Avant que le soleil s’en aille,
Retournons le parc pour demain.
— Gars, c’est le fils. Vieux, c’est le père ;
Ils gardent tous deux le bétail.
Rarement vit-on telle paire
De compagnons pour le travail.

Toujours veillant à la besogne,
Un ciel sombre ou clair, voilà notre toit.
Mais la nuit tombe, et le chien grogne ;
Allons, Pataud, tais-toi !

Dépêchons-nous : voici la brune,
Et bientôt le ciel sera noir.
Ne comptons pas trop sur la lune :
Elle est paresseuse ce soir.

Pour que le maigre pré qu’il broute
Dans un mois soit prêt au labour,
Le troupeau doit, coûte que coûte,
Fumer ses trois perches par jour.

Toujours veillant à la besogne,
Un ciel sombre ou clair, voilà notre toit.
Mais la nuit tombe, et le chien grogne ;
Allons, Pataud, tais-toi !

Le fils de la ferme voisine,
Quand je passe avec le messier,
À l’aspect de ma limousine
Se sauve en criant au sorcier.
Car on me redoute ou me raille,
Et par le hameau si je sors,
Tous les gamins, sotte marmaille,
Vont m’appelant jeteur de sorts.

Toujours veillant à la besogne,
Un ciel sombre ou clair, voilà notre toit.
Mais la nuit tombe, et le chien grogne ;
Allons, Pataud, tais-toi !

Jetteur de sorts ! Je voudrais l’être ;
Que je donnerais de bon cœur
Un peu plus de douceur au maître,
De patience au travailleur !
Dans la rue, au bout du village,
Je sais des gens bien malheureux :
Si des sorts j’avais le partage,
J’en garderai un bon pour eux.

Toujours veillant à la besogne,
Un ciel sombre ou clair, voilà notre toit.
Mais la nuit tombe, et le chien grogne ;
Allons, Pataud, tais-toi !

Dès que le renouveau visite
Les murs où j’étouffe l’hiver,
Avec mes moutons, au plus vite,
J’entre en plaine et me mets au vert.
Au lieu du greniier, vilain bouge
Où je couche avec des valets,
Ma maison de bois peinte en rouge
Me fait libre et vaut un palais.

Toujours veillant à la besogne,
Un ciel sombre ou clair, voilà notre toit.
Mais la nuit tombe, et le chien grogne ;
Allons, Pataud, tais-toi !

Bon.

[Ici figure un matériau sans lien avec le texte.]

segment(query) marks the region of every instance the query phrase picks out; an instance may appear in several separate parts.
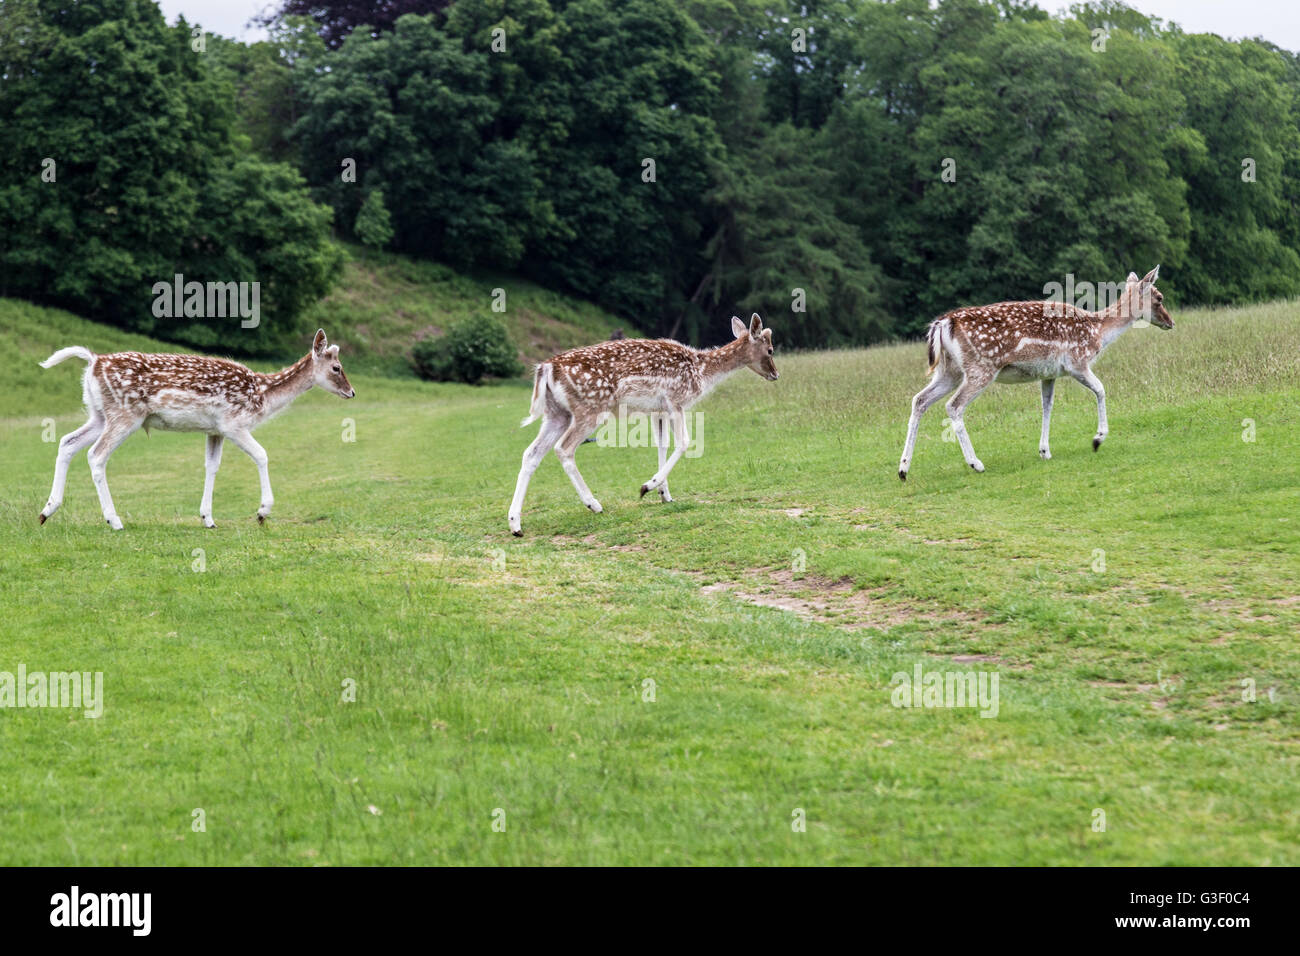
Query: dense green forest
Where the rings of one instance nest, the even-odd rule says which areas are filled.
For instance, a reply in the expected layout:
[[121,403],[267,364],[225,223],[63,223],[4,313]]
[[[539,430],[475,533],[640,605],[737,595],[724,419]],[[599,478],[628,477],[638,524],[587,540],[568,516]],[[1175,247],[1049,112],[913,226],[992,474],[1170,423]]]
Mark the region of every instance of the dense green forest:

Le parc a changé de place ;
Claie à claie il est retourné :
Le loup, s’il se mettait en chasse,
Ne saurait où fourrer son nez.
Dormez en paix, bêtes à laine,
À moins qu’avec son bruit d’enfer
Ne passe cette nuit en plaine
Un convoi du chemin de fer.

Toujours veillant à la besogne,
Un ciel sombre ou clair, voilà notre toit.
Mais la nuit tombe, et le chien grogne ;
Allons, Pataud, tais-toi !


La lune monte et le bois d’aunes
S’agite dans l’ombre sans bruit.
On dirait que ses feuilles jaunes
Craignent de réveiller la nuit.
Mon fils, si le sommeil t’accable,
Tu peux ronfler dans mon manteau ;
Dans les yeux je n’ai pas de sable.
Bonne nuit. L’œil au guet, Pataud !

Toujours veillant à la besogne,
Un ciel sombre ou clair, voilà notre toit.
Mais la nuit tombe, et le chien grogne ;
Allons, Pataud, tais-toi !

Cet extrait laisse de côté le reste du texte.